M jak mieszkanie czyli wszystko o urzadzaniu:)

smartini   fb & insta: dokłaczone
31 lipca 2017 09:08
mundialowa, GRATSY! jeny, ale zazdroszczę :O Foty pokazuj!
smartini, foty będą za jakiś czas, bo aktualnie nie mamy ani pół mebla, śpimy na dmuchanym materacu, wszystkie nasze ciuchy są w 160-litrowych worach na śmieci, kuchnia i łazienka w kartonach, nie mam ani pół lustra, dzięki czemu dziś malowałam się do... spłuczki  😁, a w międzyczasie teść kładzie nam płytki w garderobie. 😵
A u Ciebie jak z terminami? Tydzień bezdomności czy uda się tego uniknąć? 😉
smartini   fb & insta: dokłaczone
31 lipca 2017 09:30
mundialowa, haha 😀 no to pełen survival!
U mnie jak widać dopiero świeży parkiet, z bezdomności uratował P., który błyskotliwie umowy nie wypowiedział wcześniej więc do końca sierpnia możemy egzystować u niego. Także trochę odpuściłam i się nie spinam, dajemy parkietowi prawie 3 tygodnie na uleżenie się, cyklinowanie i olejowanie zaczniemy 14go jak akurat będę na urlopie cały tydzień, wszystko sobie na spokojnie doschnie a 21 wejdzie wykonawca zamontuje wszystko w łazience, elektryk z lampami i gniazdkami a my zaczniemy składać elementy kuchni, 25-27 już powinno być wszystko na miejscu, zostanie pojechać po materac i trochę mebli :P
Mamy teraz 2 tygodnie na pomalowanie wszystkiego, położenie tapet (to trochę zajmie bo dojdzie nałozenie komponentów), ogarniemy półki i inne okołostolarskie prace 🙂
'wielkogabarytowe' rzeczy są u przyjaciółki na poddaszu, po drugiej stronie Krakowa (wcześniej miałam do niej kilka króków więc wieźliśmy rzeczy na kilka razy) więc żeby to DO Huty ( 😁 ) zawieźć to chyba będę musiała skrzyknąć kawalkadę znajomych i zrobimy zastęp wypchanych samochodów przez miasto smoka :P
smartini, ciesz się, że możesz sobie jednak pozwolić na zwolnienie tempa! Serio! Nam zabrakło dwóch tygodni, a myślę, że mielibyśmy wtedy już wstępnie ogarnięte do życia mieszkanie.

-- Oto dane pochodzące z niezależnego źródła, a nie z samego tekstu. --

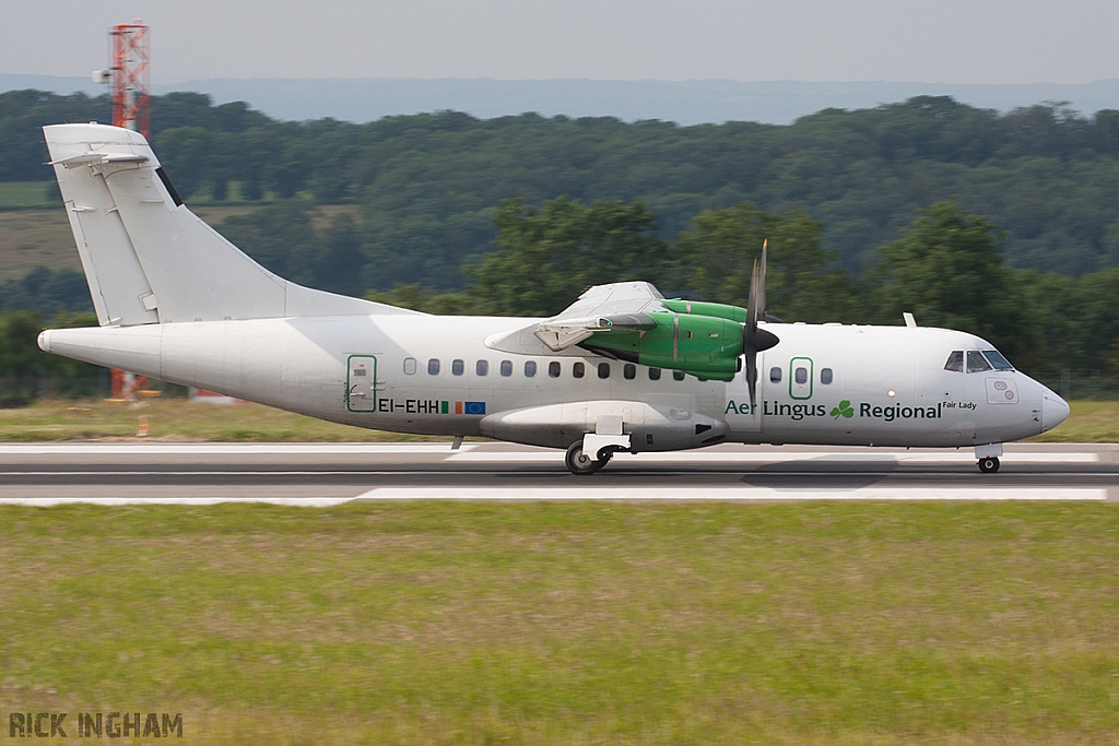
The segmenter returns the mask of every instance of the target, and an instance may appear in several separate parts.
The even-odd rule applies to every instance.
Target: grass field
[[[139,407],[102,400],[40,402],[0,409],[0,441],[69,441],[132,437],[139,415],[147,415],[150,437],[198,441],[402,441],[442,440],[395,435],[257,404],[220,406],[160,398]],[[1072,416],[1033,441],[1119,443],[1119,402],[1073,402]]]
[[[4,711],[179,711],[196,744],[1119,743],[1113,506],[0,525]]]

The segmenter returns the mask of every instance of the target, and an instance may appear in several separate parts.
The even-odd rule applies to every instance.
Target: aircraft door
[[[351,355],[346,371],[346,408],[373,412],[377,408],[377,358]]]
[[[789,361],[789,396],[791,398],[812,398],[812,374],[811,358],[793,358]]]

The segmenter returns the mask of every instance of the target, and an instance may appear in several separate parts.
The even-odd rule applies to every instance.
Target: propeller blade
[[[746,384],[750,387],[750,406],[756,405],[758,353],[770,349],[781,340],[770,331],[758,328],[758,321],[765,317],[765,257],[769,239],[762,242],[762,263],[759,271],[754,259],[754,271],[750,276],[750,298],[746,299],[746,322],[742,324],[742,353],[746,358]]]
[[[765,254],[769,252],[769,238],[762,239],[762,271],[758,276],[758,318],[765,315]],[[755,321],[756,323],[756,321]]]

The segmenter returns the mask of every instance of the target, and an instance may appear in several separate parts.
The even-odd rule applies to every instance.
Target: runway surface
[[[619,454],[574,476],[563,453],[500,443],[0,444],[0,503],[350,500],[1112,500],[1119,445],[1007,445],[997,474],[959,451],[720,445]]]

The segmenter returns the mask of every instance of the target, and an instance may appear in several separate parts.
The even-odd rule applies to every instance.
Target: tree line
[[[986,338],[1043,379],[1064,368],[1119,376],[1119,268],[1076,278],[1008,267],[1005,234],[956,201],[920,210],[857,273],[822,246],[821,221],[802,210],[767,213],[750,202],[699,214],[673,242],[659,235],[640,201],[513,199],[499,205],[495,223],[496,248],[467,267],[471,282],[464,290],[414,283],[366,298],[432,313],[548,317],[591,285],[646,280],[669,298],[745,305],[753,263],[768,240],[769,312],[786,321],[897,324],[909,311],[922,325]],[[325,230],[336,242],[332,261],[356,251],[346,220]],[[51,286],[47,280],[40,276],[41,287]],[[90,366],[35,348],[45,325],[94,323],[90,313],[59,311],[49,322],[36,311],[0,313],[0,377],[91,375]]]
[[[107,116],[103,97],[0,94],[0,181],[47,178],[39,125]],[[1117,111],[1082,116],[1041,104],[999,114],[921,96],[790,125],[459,112],[352,124],[279,122],[244,103],[172,93],[153,98],[152,125],[188,202],[355,206],[358,266],[345,280],[380,291],[460,290],[461,267],[493,246],[501,200],[561,195],[639,199],[666,240],[708,209],[801,209],[822,223],[821,246],[849,271],[873,264],[920,208],[955,198],[1005,232],[1008,266],[1079,276],[1119,265]],[[275,215],[244,230],[265,230]]]

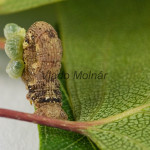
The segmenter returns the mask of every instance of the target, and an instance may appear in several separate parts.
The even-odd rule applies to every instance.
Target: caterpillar
[[[61,58],[61,41],[55,29],[44,21],[31,25],[23,42],[22,79],[28,89],[27,99],[34,103],[37,115],[67,119],[57,79]]]
[[[8,24],[4,35],[5,51],[11,59],[6,72],[12,78],[21,76],[28,90],[26,97],[36,107],[35,114],[67,119],[57,79],[62,46],[55,29],[44,21],[35,22],[27,32],[16,24]]]

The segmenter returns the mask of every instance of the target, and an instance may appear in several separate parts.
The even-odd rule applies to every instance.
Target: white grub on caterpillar
[[[23,43],[25,69],[22,79],[28,89],[27,99],[33,102],[35,114],[67,119],[62,109],[60,84],[56,77],[61,68],[62,46],[54,28],[43,21],[35,22],[27,31]]]

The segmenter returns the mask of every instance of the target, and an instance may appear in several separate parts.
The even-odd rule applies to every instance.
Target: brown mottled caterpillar
[[[35,22],[23,43],[25,69],[22,79],[28,89],[27,99],[33,102],[36,114],[67,119],[61,108],[60,84],[62,46],[54,28],[43,21]]]

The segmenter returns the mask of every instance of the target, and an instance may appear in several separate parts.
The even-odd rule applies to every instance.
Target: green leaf
[[[76,120],[104,150],[150,147],[150,2],[67,1],[59,5],[64,66]],[[73,79],[75,71],[108,73]],[[103,119],[106,118],[106,119]]]
[[[0,14],[14,13],[61,0],[0,0]]]
[[[72,110],[68,103],[68,95],[65,91],[65,81],[61,80],[61,92],[63,109],[68,114],[69,120],[74,120]],[[64,131],[61,129],[38,126],[40,135],[40,150],[96,150],[97,147],[85,136]]]

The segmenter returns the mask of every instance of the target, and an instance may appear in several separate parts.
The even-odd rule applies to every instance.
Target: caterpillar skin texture
[[[61,108],[61,92],[57,75],[61,68],[62,46],[54,28],[43,21],[35,22],[23,43],[25,69],[22,79],[28,89],[36,114],[67,119]]]

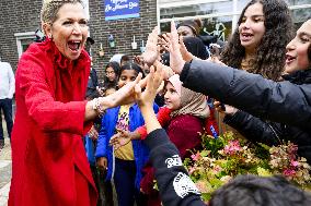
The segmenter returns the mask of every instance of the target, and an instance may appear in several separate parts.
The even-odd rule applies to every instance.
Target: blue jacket
[[[159,107],[153,105],[154,112],[158,112]],[[110,140],[115,134],[115,128],[118,119],[119,107],[107,109],[105,116],[102,118],[102,128],[99,134],[97,147],[95,156],[106,157],[108,171],[106,175],[106,181],[113,178],[114,173],[114,155],[113,147],[110,146]],[[143,118],[141,116],[140,109],[137,104],[129,108],[129,131],[133,132],[137,128],[145,124]],[[142,141],[131,141],[134,157],[136,161],[136,179],[135,186],[139,189],[140,180],[142,177],[141,169],[149,159],[149,149],[142,143]]]

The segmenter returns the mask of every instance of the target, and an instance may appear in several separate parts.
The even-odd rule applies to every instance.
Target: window
[[[218,35],[228,39],[238,24],[238,19],[250,0],[158,0],[161,32],[170,31],[170,22],[201,19],[203,35]],[[292,13],[296,28],[311,19],[310,0],[285,0]]]
[[[35,39],[35,32],[15,33],[14,36],[16,38],[16,46],[18,46],[19,58],[21,58],[22,53],[34,41],[34,39]]]

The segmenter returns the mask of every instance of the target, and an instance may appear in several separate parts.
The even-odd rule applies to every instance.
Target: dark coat
[[[311,71],[299,71],[284,77],[293,84],[310,84]],[[298,146],[299,156],[307,158],[311,165],[311,129],[262,120],[241,110],[233,116],[226,116],[223,122],[252,142],[273,146],[290,141]]]
[[[258,74],[193,60],[181,73],[183,86],[261,119],[311,128],[311,85],[274,82]]]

Teraz, to tak jak mówisz, pełen survival. 😀
A co do przewożenia rzeczy, to nawet mi nic nie mów, bo my jeszcze dziś po pracy jedziemy po jakieś pierdoły i zawartość lodówki. Wczoraj jeździliśmy cały dzień z jednego końca miasta na drugi, ale co się dziwić - polo do rekordzistów pojemności nie należy. 😁 Ale pocieszam się od soboty, że po dwunastu przeprowadzkach w Rzeszowie, ta jest ostatnią! 😉
smartini   fb & insta: dokłaczone
31 lipca 2017 09:50
mundialowa, no ja się bardzo cieszę bo moja głowa już powoli przestawała znosić nadmiar spraw do ogarnięcia i presję czasu. Teraz na totalnym luzie pracujemy sobie nad ścianami 😉

Ja nie sądziłam, że mam az tyle rzeczy o_O nie wiem kiedy się tyle nazbierało a to wcale nie są jakieś graty i zbędne zbieracze pierdółki tylko standardy domowe...
Ja sie wprowadzilam do domu ,w ktorym wstawilismy okna tylko na dole. Trzy dni bez wody. Tydzien bez kanalizy i dwa tygodnie bez pradu  🤔wirek:
Wizja   Skąd wziąć siłę do dalszej walki...?
31 lipca 2017 10:32
A mi wlasnie montują kuchnie z IKEI ! juz sie nie moge doczekac efekty końcowego. Juz mam powyżej uszu tego remontu ...
smartini, - chyba na DIY się skończy, bo i tak nie mam wyboru 🤣 Piękny parkiet i super decyzja! Panele są nuuudne, parkiet dużo trwalszy, ciekawszy i tak jak mówisz - ciężko coś z podłogą zrobić, jak już się wprowadzi.
mundialowa, - i jak wrażenia? 😀
keirashara, nie nacieszyliśmy się tą pierwszą nocą, bo pakowaliśmy stare mieszkanie do 23, potem przez prawie dwie godziny usiłowaliśmy nakłonić kota, by wrócił do domu z wycieczki na balkon sąsiadów, jak już kot wrócił, to okazało się, że nie mamy drzwiczek do transportera 😵, pies świrował, bo nie wiedział czemu wszyscy cały dzień biegają z kartonami i wychodzą i wracają po pierdyliard razy, a my mieliśmy wszystkiego serdecznie dość. W tym całym zamieszaniu zapomnieliśmy o uruchomieniu lodówki, więc nasze jedzenie zostało w starym mieszkaniu, a my do nowego pojechaliśmy tylko z butelką wody dla nas i żarciem dla zwierząt. 😜 Część kartonów pakowała moja przyjaciółka, więc żadne z nas nie wiedziało, gdzie schowała pastę do zębów, a było już za późno, by jechać do sklepu, czy dzwonić po pomoc. 😁 Ostatecznie padliśmy całą czwórką na dmuchany materac (nie całkiem nadmuchany, btw :hihi🙂 i zaraz dzwonił budzik. 😜 Ale uczucie, że obudziliśmy się już U SIEBIE pozwoliło całkowicie zapomnieć o wczorajszym zmęczeniu. 😍
mając po dziurki w nosie oglądania jak się gładzi i szpachluje, wlazłam na pintersta i znalazłam obłędne pomysły na ściany:

wyczepiste ombre - https://pl.pinterest.com/pin/759982505840322244/
równie wyczepiste góry - http://pin.it/PWF7lW6

😍 😍

czy któraś z Was bawiła się w takie malowanki? jest sens się w to babrać czy jest duże ryzyko spartolenia?
łooo, piekne gory!!! Ale pewnie ciezkie to w cholere do zrobienia.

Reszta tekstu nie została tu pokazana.